Posters & Accepted Abstracts: Adv Recycling Waste Manag

Abstract :

Statement of the Problem: Material Recovery Facilities (MRFs) serve as an intermediate process in the ex situ management of municipal solid waste and the indiscriminate dumping into sanitary landfills. The Solid Waste Rules, 2016 paves way for systematizing such facilities in order to operationalize the 2016 recommendation by the Ministry of Housing and Urban Affairs under the Solid Waste Management and Handling Manual that recognizes dhalaos or masonry storage depots or area level waste collection centers as unhygienic, environmentally unsafe and unsuitable for secondary waste collection.
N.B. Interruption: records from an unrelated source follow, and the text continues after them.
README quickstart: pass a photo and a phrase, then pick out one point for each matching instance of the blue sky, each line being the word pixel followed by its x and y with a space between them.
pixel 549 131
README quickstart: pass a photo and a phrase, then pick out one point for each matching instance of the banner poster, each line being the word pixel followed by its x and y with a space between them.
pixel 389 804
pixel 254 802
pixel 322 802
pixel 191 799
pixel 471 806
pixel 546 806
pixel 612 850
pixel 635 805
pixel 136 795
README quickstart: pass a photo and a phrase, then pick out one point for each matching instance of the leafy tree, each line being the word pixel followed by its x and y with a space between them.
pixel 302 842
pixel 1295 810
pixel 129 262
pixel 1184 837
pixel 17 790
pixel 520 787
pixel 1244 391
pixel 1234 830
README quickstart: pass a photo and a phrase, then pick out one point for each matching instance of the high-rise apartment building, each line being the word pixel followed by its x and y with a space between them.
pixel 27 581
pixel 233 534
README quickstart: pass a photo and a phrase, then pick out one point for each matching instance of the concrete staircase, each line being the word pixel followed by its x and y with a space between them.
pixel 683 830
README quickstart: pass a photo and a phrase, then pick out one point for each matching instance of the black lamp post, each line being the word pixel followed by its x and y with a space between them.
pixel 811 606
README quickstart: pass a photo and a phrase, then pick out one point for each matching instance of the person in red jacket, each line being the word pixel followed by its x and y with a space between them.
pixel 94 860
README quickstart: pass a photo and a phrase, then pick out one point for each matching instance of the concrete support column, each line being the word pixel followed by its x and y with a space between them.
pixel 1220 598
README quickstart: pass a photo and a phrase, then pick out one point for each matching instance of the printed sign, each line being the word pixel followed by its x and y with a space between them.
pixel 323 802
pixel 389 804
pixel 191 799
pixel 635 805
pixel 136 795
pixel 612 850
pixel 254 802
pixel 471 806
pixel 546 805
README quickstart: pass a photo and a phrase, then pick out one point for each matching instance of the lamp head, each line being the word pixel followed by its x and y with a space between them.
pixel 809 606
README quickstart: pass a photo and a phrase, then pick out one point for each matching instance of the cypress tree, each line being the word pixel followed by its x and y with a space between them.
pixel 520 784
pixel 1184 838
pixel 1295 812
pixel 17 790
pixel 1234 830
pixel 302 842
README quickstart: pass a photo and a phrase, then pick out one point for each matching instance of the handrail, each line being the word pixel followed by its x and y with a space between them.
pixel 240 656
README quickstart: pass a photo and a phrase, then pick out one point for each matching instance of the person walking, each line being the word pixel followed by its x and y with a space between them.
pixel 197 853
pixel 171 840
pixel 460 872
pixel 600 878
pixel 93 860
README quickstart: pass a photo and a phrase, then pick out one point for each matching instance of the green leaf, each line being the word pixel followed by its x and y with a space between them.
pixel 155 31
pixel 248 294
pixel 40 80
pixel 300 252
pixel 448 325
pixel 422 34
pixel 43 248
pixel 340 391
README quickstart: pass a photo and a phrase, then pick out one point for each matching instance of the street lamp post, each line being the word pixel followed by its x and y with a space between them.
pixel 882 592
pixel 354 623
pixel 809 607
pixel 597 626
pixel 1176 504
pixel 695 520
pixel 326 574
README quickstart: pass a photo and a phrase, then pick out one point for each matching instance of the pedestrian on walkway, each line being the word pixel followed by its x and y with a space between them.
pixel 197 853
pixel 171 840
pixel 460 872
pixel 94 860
However, the initialization of MRFs are at a seminal stage, presents immense formative scope that brings worker health discourse at a centre stage and recommends suitable measures that would inform municipal bye-laws governing the management and operation of these sites.

Objectives: 1. The objective of the proposed study is to explore the current status of implementation of guidelines for MRFs with respect to the recommended standards in Delhi. 2. To create exposure profiles and understand the pathways of exposure of waste workers engaged in sorting activities within established MRFs categorized on the basis of its structural and operational formalization. 3. Develop a multi-pronged approach to make suitable recommendations to enhance current design standards and operating protocols for MRFs targeted at the reduction of exposures and ensure worker safety.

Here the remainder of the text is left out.